The 12,677 articles are then randomly and evenly split into 20 parts so that we can conduct 20-fold cross validation: each fold is selected as a test fold exactly one time and the other folds are used to collect category-based CC information for BCCCC to rank the articles in the test fold, and the process repeats twenty times. In the experiment on a test fold f, each article a_T in f is selected as the target article exactly one time. BCCCC and all the baseline systems (see Section 4.2) rank the other articles in f based on how these articles are similar to a_T. To objectively evaluate BCCCC, no information should be available to indicate the categories of the articles in a test fold (i.e., these articles should be treated as “new” articles for which category information is not provided). Therefore, when BCCCC collects category-based CC information to rank the articles in a test fold, category information of these articles is removed.

As noted above, each article a_T in a test fold f is selected as the target article exactly one time. Among the articles in a test fold f to be ranked, those that belong to the same categories of a_T are highly related to a_T, and hence should be ranked higher. Performance of each system can be evaluated by measuring how the systems rank the highly related articles for each target article (those target articles without highly related articles in f are excluded in the experiment). Average performance on the target articles is then reported (see the evaluation criteria defined in Section 4.3).

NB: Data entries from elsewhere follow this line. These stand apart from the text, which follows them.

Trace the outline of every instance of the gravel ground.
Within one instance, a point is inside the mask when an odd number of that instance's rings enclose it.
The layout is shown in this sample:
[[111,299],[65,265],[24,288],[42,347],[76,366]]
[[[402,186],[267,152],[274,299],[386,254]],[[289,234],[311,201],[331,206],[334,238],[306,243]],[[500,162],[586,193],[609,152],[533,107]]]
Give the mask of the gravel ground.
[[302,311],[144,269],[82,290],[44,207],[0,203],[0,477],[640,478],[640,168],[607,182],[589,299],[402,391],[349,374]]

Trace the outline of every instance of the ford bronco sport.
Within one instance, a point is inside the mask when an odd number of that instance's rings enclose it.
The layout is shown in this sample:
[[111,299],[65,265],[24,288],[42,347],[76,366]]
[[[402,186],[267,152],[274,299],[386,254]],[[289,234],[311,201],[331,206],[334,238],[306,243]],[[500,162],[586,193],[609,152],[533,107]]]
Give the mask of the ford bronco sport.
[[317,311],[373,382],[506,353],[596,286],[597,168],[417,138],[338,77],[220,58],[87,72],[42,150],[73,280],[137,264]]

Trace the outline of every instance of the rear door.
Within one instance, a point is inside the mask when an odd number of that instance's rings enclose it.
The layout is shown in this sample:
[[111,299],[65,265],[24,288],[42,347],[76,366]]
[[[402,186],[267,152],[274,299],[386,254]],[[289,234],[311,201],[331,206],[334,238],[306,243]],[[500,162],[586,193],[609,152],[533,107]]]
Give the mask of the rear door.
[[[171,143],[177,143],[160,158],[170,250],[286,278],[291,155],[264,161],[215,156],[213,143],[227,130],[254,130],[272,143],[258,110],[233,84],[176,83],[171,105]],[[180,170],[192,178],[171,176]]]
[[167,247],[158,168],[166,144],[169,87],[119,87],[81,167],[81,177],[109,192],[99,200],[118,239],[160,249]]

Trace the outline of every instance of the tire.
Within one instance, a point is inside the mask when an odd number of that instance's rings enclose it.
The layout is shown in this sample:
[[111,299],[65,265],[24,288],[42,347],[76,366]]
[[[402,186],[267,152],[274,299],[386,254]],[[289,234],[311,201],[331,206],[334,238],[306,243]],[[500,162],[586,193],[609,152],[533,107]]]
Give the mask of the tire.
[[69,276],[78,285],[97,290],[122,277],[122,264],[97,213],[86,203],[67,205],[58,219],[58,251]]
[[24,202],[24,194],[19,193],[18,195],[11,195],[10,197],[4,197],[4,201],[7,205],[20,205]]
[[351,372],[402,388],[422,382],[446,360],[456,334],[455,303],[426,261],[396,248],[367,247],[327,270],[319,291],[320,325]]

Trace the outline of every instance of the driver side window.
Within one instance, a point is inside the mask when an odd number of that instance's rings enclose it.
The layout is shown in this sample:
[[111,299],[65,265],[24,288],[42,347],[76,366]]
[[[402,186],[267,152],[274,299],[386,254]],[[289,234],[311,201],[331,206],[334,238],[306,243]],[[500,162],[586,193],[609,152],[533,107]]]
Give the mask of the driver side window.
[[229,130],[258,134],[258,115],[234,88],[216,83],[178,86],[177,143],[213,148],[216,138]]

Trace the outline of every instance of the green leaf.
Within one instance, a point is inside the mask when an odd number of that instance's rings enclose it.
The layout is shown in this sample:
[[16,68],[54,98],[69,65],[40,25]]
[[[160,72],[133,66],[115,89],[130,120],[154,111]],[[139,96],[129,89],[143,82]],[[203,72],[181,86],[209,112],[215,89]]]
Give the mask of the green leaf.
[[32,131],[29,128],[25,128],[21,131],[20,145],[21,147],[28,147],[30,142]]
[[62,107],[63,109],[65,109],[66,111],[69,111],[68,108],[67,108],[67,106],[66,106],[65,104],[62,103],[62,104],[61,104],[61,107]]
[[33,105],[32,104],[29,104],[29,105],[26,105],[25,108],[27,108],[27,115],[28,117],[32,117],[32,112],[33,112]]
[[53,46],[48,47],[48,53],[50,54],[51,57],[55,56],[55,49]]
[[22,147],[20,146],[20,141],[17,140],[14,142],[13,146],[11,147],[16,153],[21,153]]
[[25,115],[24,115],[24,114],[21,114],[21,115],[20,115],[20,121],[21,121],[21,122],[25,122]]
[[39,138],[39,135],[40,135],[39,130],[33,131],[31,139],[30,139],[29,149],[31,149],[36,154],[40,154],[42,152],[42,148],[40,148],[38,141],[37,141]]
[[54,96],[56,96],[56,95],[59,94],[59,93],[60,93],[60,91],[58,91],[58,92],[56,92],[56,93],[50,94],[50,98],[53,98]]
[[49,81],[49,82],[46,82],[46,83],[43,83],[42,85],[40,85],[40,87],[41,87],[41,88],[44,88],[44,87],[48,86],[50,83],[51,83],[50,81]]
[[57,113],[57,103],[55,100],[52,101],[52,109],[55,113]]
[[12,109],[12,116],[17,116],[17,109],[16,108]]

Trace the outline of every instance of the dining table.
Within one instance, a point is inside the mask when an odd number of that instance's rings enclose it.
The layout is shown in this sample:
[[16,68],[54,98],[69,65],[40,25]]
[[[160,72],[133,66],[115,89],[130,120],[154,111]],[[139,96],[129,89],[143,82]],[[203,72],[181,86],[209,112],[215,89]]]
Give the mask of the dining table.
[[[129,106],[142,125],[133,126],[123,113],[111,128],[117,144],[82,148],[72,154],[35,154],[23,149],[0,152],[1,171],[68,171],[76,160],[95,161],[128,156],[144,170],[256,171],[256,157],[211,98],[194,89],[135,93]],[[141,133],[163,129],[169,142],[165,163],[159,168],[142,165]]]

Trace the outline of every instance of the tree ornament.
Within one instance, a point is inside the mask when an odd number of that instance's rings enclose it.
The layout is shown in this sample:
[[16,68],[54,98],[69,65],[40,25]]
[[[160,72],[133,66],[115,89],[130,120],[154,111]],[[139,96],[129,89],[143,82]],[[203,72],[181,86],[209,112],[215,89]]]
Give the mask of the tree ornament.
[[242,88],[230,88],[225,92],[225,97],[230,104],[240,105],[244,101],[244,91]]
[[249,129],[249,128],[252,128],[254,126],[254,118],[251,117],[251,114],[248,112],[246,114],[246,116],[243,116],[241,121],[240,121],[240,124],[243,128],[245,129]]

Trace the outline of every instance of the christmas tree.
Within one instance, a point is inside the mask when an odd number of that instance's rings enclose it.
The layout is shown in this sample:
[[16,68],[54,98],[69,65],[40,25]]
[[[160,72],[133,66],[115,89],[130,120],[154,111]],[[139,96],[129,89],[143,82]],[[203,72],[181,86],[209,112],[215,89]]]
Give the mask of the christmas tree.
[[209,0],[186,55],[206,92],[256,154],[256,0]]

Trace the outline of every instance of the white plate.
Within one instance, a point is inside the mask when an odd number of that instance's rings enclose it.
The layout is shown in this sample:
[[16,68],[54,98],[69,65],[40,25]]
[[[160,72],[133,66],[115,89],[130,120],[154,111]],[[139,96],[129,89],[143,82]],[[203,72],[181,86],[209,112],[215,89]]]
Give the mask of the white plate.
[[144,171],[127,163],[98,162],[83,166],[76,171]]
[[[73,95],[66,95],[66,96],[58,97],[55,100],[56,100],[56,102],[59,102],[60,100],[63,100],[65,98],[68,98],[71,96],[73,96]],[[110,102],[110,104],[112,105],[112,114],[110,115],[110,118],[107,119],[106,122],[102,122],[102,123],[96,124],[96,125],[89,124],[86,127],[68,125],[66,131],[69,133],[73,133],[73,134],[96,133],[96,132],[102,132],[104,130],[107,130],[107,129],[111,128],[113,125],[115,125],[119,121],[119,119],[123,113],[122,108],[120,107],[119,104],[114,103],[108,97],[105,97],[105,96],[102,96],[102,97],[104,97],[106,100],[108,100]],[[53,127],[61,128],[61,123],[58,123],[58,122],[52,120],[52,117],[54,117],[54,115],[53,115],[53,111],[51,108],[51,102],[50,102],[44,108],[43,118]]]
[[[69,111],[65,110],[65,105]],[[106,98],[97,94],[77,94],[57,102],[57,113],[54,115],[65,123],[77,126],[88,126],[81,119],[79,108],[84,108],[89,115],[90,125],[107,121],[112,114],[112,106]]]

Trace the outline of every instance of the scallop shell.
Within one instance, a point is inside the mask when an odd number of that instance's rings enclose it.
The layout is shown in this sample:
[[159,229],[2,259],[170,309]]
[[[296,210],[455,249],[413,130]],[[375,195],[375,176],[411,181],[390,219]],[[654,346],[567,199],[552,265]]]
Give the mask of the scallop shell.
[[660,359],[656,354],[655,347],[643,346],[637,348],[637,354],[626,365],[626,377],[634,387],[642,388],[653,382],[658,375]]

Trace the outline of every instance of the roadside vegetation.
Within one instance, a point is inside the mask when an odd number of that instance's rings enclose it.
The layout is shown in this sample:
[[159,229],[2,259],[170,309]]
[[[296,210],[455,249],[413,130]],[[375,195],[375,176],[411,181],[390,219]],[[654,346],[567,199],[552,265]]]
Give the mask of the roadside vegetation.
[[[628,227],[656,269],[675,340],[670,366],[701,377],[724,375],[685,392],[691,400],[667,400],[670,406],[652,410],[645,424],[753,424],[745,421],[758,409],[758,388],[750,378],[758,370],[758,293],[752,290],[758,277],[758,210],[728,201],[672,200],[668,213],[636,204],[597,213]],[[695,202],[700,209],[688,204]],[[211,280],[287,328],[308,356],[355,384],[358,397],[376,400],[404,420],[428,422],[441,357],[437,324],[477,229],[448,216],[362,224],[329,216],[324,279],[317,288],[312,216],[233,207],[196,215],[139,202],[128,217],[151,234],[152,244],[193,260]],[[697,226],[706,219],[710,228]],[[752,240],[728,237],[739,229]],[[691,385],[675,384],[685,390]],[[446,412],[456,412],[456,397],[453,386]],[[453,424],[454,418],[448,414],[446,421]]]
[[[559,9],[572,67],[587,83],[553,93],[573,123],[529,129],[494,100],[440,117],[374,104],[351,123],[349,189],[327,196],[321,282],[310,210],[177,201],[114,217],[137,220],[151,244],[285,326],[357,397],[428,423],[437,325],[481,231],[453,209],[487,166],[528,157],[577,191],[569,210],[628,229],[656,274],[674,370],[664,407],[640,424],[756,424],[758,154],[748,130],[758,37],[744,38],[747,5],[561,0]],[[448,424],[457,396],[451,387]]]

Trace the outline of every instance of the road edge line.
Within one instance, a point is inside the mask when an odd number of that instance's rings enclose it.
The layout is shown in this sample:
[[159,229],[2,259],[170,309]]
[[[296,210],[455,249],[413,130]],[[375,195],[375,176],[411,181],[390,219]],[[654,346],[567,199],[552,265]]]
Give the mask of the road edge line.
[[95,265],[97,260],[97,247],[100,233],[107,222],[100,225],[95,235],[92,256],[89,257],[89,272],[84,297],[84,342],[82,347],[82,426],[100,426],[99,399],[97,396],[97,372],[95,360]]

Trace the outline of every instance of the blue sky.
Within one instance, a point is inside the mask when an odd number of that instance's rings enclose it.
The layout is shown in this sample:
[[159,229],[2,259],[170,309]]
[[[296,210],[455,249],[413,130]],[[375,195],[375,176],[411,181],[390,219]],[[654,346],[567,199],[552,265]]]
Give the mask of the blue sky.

4.2. Baseline Systems for Performance Comparison with BCCCC

Table 1 lists the baseline systems in the experiments. The first three baselines are BC and its variants: IBS (Issue-Based Similarity [9]) and DBC (DescriptiveBC [10]). They are the main baselines in the experiments, as BCCCC aims at being an improved version of BC. Instead of relying on full texts of articles that may not be publicly available [11,12], IBS and DBC improve BC by references in the articles. Therefore, performance comparison with BC and the two variants can identify the contribution of BCCCC to further improvement of BC, which has been a fundamental technique for literature retrieval, analysis, and mapping.

To estimate the similarity between two articles a₁ and a₂, the three baselines consider the references cited by a₁ and a₂. The key difference is that BC treats each reference in an “object-based” manner, because the similarity between a₁ and a₂ is increased only when they cocite the same objects (i.e., references, ref. Equation (1)). On the other hand, IBS and DBC were developed to improve BC by “title-based” similarity estimation, in which the similarity between a₁ and a₂ can be increased if they cite references with similar titles, even though these references are different from each other. IBS estimates the similarity between two articles based on a certain number of most-similar references titles in the articles, while DBC estimates the similarity based on all references’ titles in the articles. It was shown that, by considering the title-based similarity, IBS and DBC performed significantly better than BC in article clustering [9] and article ranking [10]. Therefore, BC and the two state-of-the-art variants (IBS and DBC) can be the main baselines to verify whether BCCCC is a further improved version of BC. For more detailed definitions for IBS and DBC, the readers are referred to [9] and [10], respectively.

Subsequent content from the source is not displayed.